Feb 18, 2016, updated May 14, 2025
Iacopo La Rocca. Photo: David Mariuz, AAP.
Iacopo La Rocca. Photo: David Mariuz, AAP.

Chairman Greg Griffin said the decision reflected “but a small part of our general dissatisfaction with the MRP process”, which “does not go anywhere near meeting contemporary standards and expectations of the key parties – the players and the clubs”.

Griffin, a prominent Adelaide lawyer, this week told InDaily he hoped the appointment of District Court Judge Rauf Soulio to an appeals panel for banned supporters would herald a new era of “procedural fairness” throughout the FFA, “in terms of how it deals with all disputes”, and “not just in respect of the yobbo who lets off a flare or throws a bottle”.

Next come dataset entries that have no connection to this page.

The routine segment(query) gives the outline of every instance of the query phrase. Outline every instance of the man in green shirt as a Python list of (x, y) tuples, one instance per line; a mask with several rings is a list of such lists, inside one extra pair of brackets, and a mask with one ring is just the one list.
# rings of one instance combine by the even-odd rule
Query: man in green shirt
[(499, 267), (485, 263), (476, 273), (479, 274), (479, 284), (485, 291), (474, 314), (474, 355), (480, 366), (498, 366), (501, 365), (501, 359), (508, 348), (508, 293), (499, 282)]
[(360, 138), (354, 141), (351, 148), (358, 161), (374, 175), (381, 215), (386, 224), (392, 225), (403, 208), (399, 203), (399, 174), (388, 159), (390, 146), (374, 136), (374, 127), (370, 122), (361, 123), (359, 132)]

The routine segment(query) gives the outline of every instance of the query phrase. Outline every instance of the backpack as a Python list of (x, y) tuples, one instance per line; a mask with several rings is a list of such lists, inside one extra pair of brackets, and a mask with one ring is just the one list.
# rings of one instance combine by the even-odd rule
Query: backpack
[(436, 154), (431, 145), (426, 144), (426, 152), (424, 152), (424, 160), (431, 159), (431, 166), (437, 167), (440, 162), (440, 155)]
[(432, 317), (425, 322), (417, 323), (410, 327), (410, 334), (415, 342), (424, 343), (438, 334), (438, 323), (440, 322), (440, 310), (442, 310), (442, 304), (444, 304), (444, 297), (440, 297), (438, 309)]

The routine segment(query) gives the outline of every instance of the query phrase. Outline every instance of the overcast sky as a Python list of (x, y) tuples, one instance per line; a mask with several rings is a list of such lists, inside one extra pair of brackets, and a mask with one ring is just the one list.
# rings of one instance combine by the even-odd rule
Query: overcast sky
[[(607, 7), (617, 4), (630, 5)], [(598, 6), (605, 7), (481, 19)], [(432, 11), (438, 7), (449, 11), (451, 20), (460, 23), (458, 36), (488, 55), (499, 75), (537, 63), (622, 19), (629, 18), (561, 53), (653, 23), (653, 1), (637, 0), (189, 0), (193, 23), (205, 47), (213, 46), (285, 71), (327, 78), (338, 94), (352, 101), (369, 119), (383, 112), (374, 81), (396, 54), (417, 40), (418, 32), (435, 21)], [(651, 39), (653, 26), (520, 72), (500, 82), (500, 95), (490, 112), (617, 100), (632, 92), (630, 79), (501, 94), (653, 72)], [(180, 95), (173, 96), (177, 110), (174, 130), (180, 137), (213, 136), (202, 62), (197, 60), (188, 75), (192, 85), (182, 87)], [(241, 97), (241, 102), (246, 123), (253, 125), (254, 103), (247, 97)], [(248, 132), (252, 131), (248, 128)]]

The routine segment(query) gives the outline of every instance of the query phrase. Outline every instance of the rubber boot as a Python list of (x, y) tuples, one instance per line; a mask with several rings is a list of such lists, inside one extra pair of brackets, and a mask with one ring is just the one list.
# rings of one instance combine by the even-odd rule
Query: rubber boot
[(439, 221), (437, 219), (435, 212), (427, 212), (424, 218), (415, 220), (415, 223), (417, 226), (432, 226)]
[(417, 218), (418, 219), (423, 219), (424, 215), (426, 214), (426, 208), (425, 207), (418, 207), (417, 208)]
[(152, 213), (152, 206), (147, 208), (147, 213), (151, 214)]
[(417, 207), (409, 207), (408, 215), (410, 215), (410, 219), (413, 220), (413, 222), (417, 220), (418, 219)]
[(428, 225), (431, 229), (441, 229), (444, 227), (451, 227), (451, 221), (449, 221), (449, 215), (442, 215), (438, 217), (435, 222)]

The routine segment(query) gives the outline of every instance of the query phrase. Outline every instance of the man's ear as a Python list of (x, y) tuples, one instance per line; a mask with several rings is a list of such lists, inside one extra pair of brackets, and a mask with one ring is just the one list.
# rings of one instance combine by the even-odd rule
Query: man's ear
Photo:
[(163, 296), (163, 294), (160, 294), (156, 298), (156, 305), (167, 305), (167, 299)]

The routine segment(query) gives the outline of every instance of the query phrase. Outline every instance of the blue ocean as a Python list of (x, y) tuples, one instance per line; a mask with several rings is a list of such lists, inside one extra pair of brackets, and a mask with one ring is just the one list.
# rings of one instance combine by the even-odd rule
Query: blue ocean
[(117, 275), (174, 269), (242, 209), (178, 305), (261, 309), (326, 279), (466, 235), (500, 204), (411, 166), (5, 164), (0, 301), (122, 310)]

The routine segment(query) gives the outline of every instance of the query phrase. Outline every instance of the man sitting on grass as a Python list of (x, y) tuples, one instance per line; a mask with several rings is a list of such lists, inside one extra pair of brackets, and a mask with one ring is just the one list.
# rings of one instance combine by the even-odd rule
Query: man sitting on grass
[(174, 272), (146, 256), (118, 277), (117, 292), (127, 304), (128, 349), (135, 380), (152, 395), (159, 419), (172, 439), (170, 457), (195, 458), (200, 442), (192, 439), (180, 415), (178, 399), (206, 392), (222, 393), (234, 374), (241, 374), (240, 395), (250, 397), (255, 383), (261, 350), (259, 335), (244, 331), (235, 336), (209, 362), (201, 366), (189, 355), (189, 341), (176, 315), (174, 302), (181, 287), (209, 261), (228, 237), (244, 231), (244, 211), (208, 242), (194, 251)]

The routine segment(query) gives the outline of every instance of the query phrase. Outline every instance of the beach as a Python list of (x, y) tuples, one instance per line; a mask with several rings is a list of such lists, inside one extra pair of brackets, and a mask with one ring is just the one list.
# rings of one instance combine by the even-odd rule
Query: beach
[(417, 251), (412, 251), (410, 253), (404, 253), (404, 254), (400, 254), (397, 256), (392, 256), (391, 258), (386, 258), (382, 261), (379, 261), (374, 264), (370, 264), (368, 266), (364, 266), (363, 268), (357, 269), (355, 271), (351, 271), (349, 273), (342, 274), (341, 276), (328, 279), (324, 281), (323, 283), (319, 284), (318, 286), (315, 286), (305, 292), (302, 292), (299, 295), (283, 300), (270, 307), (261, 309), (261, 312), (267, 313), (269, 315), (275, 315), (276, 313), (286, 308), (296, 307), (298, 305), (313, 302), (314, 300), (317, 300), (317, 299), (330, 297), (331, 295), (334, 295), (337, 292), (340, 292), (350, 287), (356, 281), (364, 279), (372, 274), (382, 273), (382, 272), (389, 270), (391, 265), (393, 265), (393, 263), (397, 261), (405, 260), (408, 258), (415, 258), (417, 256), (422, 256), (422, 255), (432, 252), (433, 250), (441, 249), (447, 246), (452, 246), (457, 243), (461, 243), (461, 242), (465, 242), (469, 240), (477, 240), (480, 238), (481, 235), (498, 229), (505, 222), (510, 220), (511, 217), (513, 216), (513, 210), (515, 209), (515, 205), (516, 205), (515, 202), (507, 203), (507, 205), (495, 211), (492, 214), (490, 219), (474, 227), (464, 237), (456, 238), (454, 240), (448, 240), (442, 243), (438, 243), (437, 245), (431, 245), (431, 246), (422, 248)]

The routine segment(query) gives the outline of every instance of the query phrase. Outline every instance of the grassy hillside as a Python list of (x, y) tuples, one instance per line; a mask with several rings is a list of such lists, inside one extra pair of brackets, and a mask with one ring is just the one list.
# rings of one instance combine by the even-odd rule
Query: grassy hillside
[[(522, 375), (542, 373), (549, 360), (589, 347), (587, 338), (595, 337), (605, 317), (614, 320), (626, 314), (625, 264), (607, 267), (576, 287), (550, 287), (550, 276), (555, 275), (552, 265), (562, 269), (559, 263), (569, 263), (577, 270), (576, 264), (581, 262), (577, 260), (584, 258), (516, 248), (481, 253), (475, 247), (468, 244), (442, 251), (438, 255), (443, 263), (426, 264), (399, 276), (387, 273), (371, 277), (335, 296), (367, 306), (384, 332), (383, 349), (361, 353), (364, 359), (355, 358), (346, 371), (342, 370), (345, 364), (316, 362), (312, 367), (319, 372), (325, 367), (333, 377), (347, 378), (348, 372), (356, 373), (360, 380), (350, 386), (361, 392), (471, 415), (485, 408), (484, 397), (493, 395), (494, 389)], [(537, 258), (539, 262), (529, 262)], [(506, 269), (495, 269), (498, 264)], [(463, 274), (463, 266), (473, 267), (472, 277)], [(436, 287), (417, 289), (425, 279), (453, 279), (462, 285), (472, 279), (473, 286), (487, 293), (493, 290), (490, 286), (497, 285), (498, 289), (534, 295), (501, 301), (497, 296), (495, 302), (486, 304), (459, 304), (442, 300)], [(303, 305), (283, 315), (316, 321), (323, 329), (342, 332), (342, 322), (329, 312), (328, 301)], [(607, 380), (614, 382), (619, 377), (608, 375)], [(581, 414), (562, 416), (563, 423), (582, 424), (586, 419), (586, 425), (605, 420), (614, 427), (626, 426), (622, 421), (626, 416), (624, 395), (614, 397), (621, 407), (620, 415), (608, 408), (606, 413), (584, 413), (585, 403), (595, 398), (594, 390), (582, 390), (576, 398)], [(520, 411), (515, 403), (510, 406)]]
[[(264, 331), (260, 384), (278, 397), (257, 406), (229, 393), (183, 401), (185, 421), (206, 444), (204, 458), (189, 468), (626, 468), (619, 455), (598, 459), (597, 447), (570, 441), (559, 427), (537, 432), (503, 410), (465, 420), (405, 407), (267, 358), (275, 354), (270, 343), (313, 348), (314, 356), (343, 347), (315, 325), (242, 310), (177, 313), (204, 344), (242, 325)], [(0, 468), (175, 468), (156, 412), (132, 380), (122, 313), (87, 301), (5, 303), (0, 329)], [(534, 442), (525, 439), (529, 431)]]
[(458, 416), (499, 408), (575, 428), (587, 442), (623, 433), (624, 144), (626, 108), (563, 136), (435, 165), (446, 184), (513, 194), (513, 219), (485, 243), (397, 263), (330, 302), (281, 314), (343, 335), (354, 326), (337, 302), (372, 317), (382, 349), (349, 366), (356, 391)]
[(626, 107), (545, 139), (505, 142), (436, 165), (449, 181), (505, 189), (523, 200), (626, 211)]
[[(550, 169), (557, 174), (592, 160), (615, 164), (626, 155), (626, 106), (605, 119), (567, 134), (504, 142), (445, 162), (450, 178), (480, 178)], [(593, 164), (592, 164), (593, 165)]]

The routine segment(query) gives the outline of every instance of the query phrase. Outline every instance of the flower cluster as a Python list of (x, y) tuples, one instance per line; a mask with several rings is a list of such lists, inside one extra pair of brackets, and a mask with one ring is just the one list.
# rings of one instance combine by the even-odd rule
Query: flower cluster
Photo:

But writing on the club’s website today, Griffin lamented the process by which La Rocca’s appeal was conducted.

“As it stands, a player is charged, given a very short period of time in which to file a written response and then his guilt or innocence is determined by three persons appointed by the FFA without the player or his employer, the Club, being given the right to be heard or to call valuable evidence,” he wrote.

“To exacerbate the clear denial of natural justice to the player… when he determines to appeal the outcome the rules prohibit the appeal body from dealing with the issue of guilt, but restricts the hearing to what is the appropriate match penalty…

“The concept of following relevant precedent, a cornerstone of Westminster law, has apparently been removed from any FFA constituted appeal tribunal.”

United will not appeal La Rocca’s ban, with Griffin arguing: “We are just wasting our time and resources in appealing.”

“La Rocca should never have been convicted in our view, let alone suspended for three weeks… other players who received much lower penalties for acts that were far more violent, deliberate, and caused harm to others must feel very fortunate,” Griffin wrote.

He said the club, “as it always does”, would accept the sanction, but would call for an “urgent” A-League chairmen’s meeting “to demand that these MRP Regulations be the subject of an immediate review”.

Stay informed, daily

“The yobbo in the crowd that throws a bottle or lets off a flare has now better rights of representation and natural justice before any FFA convened tribunal than does a player charged with an offence by the MRP or the club which has invested many millions of dollars in putting a team together to attempt to win the Hyundai A-League Championship,” he said.

The Reds had pushed La Rocca’s case to the committee via video link on Tuesday night for his stray elbow on Sydney FC striker Matt Simon during the 2-2 draw at Coopers Stadium on February 5, in a ground-level off-the-ball incident missed by the referee.

But the committee determined the Italian import must still serve the three-match sanction originally proposed last week by the A-League’s match review panel.